17 September: Sunday, September 15, the Macedonian voter overwhelmingly returned to power the former Social Democrat prime minister Branko Crvenkovski, dumping the ruling coalition led by the nationalist VMRO minister Ljubco Georgievski and partner, the moderate Democratic Party of Albanians. Both were widely accused of corruption.


The socialists, who governed the country from 1992 to 1998, are expected to invite the newly-elected Albanian Public Democratic Party to share power. This was mandated in the Western-brokered Ohrid peace accord, that last year halted the ethnic Albanian rebellion insurrection on the brink of civil war. The new ethnic Albanian face in Macedonian politics is Ali Ahmeti, formerly a key commander of the National Liberation Army (NLA) that led the rebellion. In the predominantly Albanian city of Tetovo, Ahmeti’s supporters danced and fired guns in the air to celebrate his victory. Ethnic Albanians are Muslims and account for roughly one-quarter of the population.


DEBKAfile‘s Balkans expert comments:


The voter turnout was low – no more than 50 percent, a reflection of the majority Macedonians’ disbelief in their ability of their politicians, elected or deposed, to heal this tiny landlocked Balkan nation’s afflictions. Two million Macedonians scarcely hope that any administration rising in Skopje can eradicate the country’s festering ill of organized crime, dominated by the Albanian mafia and Islamic extremists, which feeds on ethnic, religious and communal strife and does not conceal its ambition to establish a Greater Albania.


Neither Macedonian police officers nor international peacekeepers dare venture into parts of Tetovo and most of the villages strung along the country’s western frontier. Both are powerless to stem the almost daily shooting attacks on – and abductions of – Macedonians, even in the capital Skopje.


Violence is also rife in the Albanian-dominated areas where rival ethnic Albanian factions wage turf wars. The PDP party that guerrilla leader-turned politician Ahmeti established for the election is challenged by Arben Xhaferi’s Democratic Party of Albania. A showdown between the two – both leading lights of the NLA (an offshoot of the Kosovo Liberation Front, hence the group’s acronym of KLA/NLA) – is inevitable now that the election is over. Already, a wave of reciprocal liquidations has begun. More than one gangster has been gunned down in his favorite outdoor haunt by a speeding motor cyclist.


Untold profits are at stake: control over the most lucrative dope smuggling route in Europe – the Balkans Golden Triangle. Albanian liberation fighters battling in the hills of Macedonia and southern Serbia have been identified by international law enforcement agencies as the paramilitary wing of the Albania mafia which traffics in drugs, women, stolen luxury cars and other contraband to Europe, Russia, Africa and across the Atlantic.
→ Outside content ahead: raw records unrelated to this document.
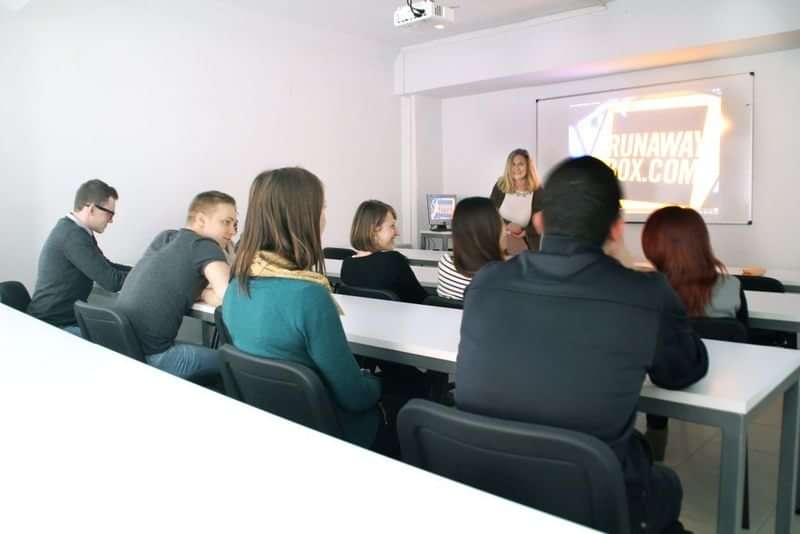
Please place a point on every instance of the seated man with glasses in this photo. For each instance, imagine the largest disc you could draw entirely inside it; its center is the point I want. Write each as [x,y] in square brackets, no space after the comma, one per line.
[71,262]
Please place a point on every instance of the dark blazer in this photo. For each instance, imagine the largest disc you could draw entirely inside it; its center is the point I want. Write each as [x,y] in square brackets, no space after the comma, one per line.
[564,337]
[69,265]
[531,237]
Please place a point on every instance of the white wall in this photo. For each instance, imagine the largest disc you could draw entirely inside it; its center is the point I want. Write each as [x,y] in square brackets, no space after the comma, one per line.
[478,132]
[629,34]
[166,99]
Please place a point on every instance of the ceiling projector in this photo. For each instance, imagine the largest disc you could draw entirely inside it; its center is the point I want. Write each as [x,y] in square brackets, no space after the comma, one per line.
[425,12]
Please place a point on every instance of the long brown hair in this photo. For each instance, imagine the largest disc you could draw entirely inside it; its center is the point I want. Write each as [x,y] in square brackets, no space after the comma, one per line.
[506,183]
[676,242]
[283,216]
[476,234]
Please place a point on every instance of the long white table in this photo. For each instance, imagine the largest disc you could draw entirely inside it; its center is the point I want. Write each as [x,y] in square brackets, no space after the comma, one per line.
[775,311]
[742,380]
[96,442]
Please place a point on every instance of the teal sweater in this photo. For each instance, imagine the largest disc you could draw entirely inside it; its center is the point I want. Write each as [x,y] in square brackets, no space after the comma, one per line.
[297,320]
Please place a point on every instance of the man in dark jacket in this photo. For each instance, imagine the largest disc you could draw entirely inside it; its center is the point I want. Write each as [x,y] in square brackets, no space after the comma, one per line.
[564,337]
[71,262]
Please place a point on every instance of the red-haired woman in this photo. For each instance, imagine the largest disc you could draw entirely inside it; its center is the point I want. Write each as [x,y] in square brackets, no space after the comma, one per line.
[676,241]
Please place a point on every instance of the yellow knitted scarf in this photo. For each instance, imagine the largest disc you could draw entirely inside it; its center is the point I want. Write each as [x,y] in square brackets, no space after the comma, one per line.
[268,264]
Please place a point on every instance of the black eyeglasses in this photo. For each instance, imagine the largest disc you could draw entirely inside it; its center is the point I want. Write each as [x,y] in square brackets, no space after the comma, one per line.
[101,208]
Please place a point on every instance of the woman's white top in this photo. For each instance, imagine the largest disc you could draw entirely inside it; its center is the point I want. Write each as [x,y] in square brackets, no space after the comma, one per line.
[451,283]
[516,207]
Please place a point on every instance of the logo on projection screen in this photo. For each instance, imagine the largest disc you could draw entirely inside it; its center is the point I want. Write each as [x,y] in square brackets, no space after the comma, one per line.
[665,148]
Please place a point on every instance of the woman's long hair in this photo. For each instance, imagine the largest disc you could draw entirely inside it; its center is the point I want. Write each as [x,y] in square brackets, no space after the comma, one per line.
[476,235]
[676,241]
[506,183]
[283,216]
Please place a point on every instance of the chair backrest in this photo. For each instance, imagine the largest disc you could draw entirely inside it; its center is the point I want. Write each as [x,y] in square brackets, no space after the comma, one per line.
[382,294]
[222,331]
[565,473]
[109,328]
[436,300]
[14,294]
[761,283]
[336,253]
[727,329]
[285,388]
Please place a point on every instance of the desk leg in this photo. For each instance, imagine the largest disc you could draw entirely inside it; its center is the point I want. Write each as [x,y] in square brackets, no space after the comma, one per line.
[788,467]
[731,477]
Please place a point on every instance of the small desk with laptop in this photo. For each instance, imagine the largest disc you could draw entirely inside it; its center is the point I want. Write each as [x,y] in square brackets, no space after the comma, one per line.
[97,442]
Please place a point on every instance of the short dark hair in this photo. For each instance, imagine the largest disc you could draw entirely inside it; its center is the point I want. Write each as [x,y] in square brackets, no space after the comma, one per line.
[205,201]
[369,216]
[581,200]
[93,192]
[476,234]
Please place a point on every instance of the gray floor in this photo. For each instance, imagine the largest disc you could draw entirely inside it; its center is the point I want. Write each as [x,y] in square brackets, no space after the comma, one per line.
[693,451]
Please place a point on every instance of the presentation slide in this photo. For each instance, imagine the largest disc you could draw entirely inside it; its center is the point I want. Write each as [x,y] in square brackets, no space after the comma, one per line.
[686,143]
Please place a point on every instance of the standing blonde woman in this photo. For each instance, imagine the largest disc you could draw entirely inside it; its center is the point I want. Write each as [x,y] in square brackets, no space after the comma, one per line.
[517,195]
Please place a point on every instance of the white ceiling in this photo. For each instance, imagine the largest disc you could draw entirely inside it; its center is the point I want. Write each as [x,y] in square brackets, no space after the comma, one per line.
[372,19]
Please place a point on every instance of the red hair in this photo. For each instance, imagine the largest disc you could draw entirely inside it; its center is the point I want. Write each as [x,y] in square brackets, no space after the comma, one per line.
[675,240]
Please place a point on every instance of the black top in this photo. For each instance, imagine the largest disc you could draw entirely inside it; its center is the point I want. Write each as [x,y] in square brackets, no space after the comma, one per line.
[384,270]
[69,264]
[564,337]
[164,284]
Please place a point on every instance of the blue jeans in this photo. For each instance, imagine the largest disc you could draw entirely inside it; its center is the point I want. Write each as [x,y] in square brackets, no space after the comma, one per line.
[74,329]
[184,360]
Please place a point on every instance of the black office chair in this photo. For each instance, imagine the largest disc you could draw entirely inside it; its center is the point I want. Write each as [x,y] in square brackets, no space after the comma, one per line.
[436,300]
[336,253]
[761,336]
[14,294]
[284,388]
[110,328]
[565,473]
[727,329]
[381,294]
[222,335]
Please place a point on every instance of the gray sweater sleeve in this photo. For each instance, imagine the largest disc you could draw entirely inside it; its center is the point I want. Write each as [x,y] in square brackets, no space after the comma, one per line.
[81,250]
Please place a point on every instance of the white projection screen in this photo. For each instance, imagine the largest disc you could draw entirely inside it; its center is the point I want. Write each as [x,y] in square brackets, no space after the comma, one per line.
[687,143]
German and Scandinavian police say Kosovo Albanians are their countries’ leading suppliers of heroin and other drugs. In Italy, police say Albanian gangsters are the leading importers of prostitutes from Eastern Europe and Russia.


The Albanian mafia is estimated to control at least 80 percent of the heroin entering Western Europe, and 40 percent of the drug sold in Europe and North America


Unrest in Macedonia and Kosovo is a positive boon for these criminal activities.


Huge sums of money flowing from Kosovar-Macedonian Albanian control of the Central European drug market fund terrorist activities in Tetovo and Kosovo. They finance the purchase of the latest weaponry and have long funded an international industry promoting ethnic Albanian victimhood over that of any other member of the Balkans’ ethnic rainbow.


Beside its links to crime, the KLA/NLA has opened the door of Macedonia to Osama bin Laden’s al Qaeda and Islamic elements from the Middle East, a presence that poses a potential threat of extremist Muslim penetration to other parts of former Yugoslavia and their European neighbors.